When a chromite ore $(A)$ is fused with sodium carbonate in free excess of air and the product is dissolved in water,a yellow solution of compound $(B)$ is obtained. After treatment of this yellow solution with sulphuric acid,compound $(C)$ can be crystallised from the solution. When compound $(C)$ is treated with $KCl$,orange crystals of compound $(D)$ crystallise out. Identify $A$ to $D$ and also explain the reactions.

(A) $A: FeCr_{2}O_{4}$ (Chromite ore)
$B: Na_{2}CrO_{4}$ (Sodium chromate)
$C: Na_{2}Cr_{2}O_{7}$ (Sodium dichromate)

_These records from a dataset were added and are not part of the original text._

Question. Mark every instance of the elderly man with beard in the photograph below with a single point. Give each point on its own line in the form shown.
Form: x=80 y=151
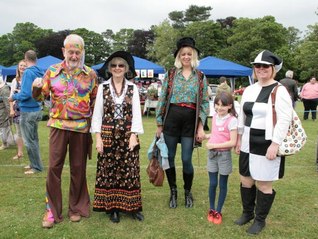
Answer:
x=72 y=87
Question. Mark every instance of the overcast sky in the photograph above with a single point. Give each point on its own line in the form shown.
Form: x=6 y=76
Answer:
x=99 y=15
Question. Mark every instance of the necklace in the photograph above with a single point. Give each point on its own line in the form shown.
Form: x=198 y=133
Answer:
x=121 y=90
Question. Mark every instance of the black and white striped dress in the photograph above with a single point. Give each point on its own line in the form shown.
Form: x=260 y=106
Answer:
x=252 y=161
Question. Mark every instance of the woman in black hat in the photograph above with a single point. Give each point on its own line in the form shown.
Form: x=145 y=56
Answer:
x=259 y=140
x=117 y=122
x=181 y=113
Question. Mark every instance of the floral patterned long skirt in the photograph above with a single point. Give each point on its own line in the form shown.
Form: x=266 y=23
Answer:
x=117 y=186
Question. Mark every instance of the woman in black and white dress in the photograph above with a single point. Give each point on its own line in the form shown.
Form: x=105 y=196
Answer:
x=116 y=123
x=258 y=140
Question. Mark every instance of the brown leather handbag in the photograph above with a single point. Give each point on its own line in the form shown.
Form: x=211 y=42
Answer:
x=155 y=172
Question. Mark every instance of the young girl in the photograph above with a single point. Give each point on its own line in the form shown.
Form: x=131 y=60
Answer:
x=222 y=138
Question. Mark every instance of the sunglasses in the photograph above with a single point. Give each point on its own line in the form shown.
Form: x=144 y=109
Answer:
x=117 y=65
x=262 y=65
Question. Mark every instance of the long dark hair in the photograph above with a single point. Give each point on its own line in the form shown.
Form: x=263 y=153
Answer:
x=226 y=99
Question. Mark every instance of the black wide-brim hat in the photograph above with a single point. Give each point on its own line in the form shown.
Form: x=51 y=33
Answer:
x=103 y=71
x=185 y=42
x=268 y=58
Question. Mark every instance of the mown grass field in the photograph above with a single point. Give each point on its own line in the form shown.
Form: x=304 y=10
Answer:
x=294 y=213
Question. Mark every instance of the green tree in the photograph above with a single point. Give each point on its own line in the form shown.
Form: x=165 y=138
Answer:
x=23 y=38
x=208 y=35
x=122 y=38
x=138 y=44
x=194 y=13
x=250 y=36
x=52 y=44
x=164 y=44
x=307 y=54
x=6 y=50
x=95 y=46
x=108 y=37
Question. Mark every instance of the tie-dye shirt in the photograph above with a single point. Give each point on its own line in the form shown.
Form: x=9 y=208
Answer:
x=72 y=97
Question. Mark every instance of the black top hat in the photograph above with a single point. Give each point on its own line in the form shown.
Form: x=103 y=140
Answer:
x=103 y=71
x=185 y=42
x=268 y=58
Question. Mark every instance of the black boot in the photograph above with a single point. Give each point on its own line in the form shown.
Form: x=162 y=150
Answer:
x=173 y=198
x=171 y=176
x=248 y=196
x=188 y=199
x=263 y=205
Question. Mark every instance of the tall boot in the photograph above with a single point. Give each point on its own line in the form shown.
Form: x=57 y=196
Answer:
x=263 y=205
x=188 y=199
x=248 y=196
x=171 y=176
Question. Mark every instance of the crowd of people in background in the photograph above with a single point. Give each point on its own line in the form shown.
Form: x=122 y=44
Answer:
x=110 y=108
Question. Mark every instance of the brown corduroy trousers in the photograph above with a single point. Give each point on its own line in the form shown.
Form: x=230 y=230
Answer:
x=78 y=143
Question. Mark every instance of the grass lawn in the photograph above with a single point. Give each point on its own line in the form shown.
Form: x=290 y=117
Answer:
x=294 y=213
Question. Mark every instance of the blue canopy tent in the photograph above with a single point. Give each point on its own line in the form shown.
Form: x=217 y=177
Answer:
x=1 y=67
x=140 y=64
x=216 y=67
x=43 y=63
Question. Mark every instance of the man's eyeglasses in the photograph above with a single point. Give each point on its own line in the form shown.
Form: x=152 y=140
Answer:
x=117 y=65
x=262 y=65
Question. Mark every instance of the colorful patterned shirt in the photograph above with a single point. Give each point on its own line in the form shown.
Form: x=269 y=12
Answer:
x=72 y=97
x=184 y=91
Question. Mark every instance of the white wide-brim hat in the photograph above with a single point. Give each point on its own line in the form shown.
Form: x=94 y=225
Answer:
x=268 y=58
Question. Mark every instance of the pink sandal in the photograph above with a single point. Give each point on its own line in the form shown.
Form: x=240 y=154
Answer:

$D: K_{2}Cr_{2}O_{7}$ (Potassium dichromate)
Reactions:
$1$. Fusion of chromite ore with sodium carbonate:
$4FeCr_{2}O_{4} + 8Na_{2}CO_{3} + 7O_{2} \rightarrow 8Na_{2}CrO_{4} + 2Fe_{2}O_{3} + 8CO_{2}$
$2$. Acidification of sodium chromate to form sodium dichromate:
$2Na_{2}CrO_{4} + 2H_{2}SO_{4} \rightarrow Na_{2}Cr_{2}O_{7} + 2Na_{2}SO_{4} + H_{2}O$
$3$. Conversion of sodium dichromate to potassium dichromate:
$Na_{2}Cr_{2}O_{7} + 2KCl \rightarrow K_{2}Cr_{2}O_{7} + 2NaCl$